NDフィルターは、写真でも動画でも表現の幅を広げてくれる便利な機材です。
特に日中の屋外で動画を撮る人にとっては、かなり重要な装備だと思います。

その中でもNiSi Swift Systemは、重ね付けしやすく、複数のレンズでも使い回ししやすい、かなり理にかなったシステムです。
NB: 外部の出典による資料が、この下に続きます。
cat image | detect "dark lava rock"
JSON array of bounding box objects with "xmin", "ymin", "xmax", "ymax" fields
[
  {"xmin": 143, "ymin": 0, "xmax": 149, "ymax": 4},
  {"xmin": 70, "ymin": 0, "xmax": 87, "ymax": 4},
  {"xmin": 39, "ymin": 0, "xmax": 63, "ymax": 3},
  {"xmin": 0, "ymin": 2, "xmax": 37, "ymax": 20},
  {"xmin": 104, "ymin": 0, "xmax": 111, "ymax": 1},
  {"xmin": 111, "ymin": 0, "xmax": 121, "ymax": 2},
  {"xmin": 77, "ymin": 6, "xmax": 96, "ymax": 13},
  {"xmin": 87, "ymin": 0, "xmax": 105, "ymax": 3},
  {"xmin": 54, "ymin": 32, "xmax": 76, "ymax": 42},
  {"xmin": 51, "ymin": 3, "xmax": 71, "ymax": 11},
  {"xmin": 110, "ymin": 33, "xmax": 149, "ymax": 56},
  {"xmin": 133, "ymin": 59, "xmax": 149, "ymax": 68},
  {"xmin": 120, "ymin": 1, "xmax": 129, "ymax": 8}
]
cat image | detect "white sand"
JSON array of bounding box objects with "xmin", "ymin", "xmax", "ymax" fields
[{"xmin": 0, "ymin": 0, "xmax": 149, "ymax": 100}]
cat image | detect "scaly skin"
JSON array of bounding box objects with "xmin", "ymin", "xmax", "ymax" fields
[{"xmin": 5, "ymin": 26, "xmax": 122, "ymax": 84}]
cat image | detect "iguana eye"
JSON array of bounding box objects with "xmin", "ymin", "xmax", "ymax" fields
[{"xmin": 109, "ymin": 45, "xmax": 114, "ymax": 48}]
画質面でも、少なくとも僕は大きな不満を感じたことはありません。

ただし、付け外しや管理の手間はゼロではありません。
だからこそ、スペックだけで決めるより、自分の性格や撮影スタイルに合うかどうかで選ぶのが大事だと思います。

最後に簡単にまとめると、こんな感じです。

  • NiSi Swift Systemが向いている人
    写真も動画も撮る人, 長秒露光も楽しみたい人, フィルターの付け替えが苦じゃない人
  • 可変NDが向いている人
    手軽さ重視の人, ずぼら気味な人, 付け替えが面倒で使わなくなりそうな人
  • まずは安いものから試してもいい人
    NDフィルター自体が初めてで、自分に必要かまだ半信半疑な人

取り付けや取り外しが苦じゃないなら、NiSi Swift Systemはかなり満足度の高い選択肢になると思います。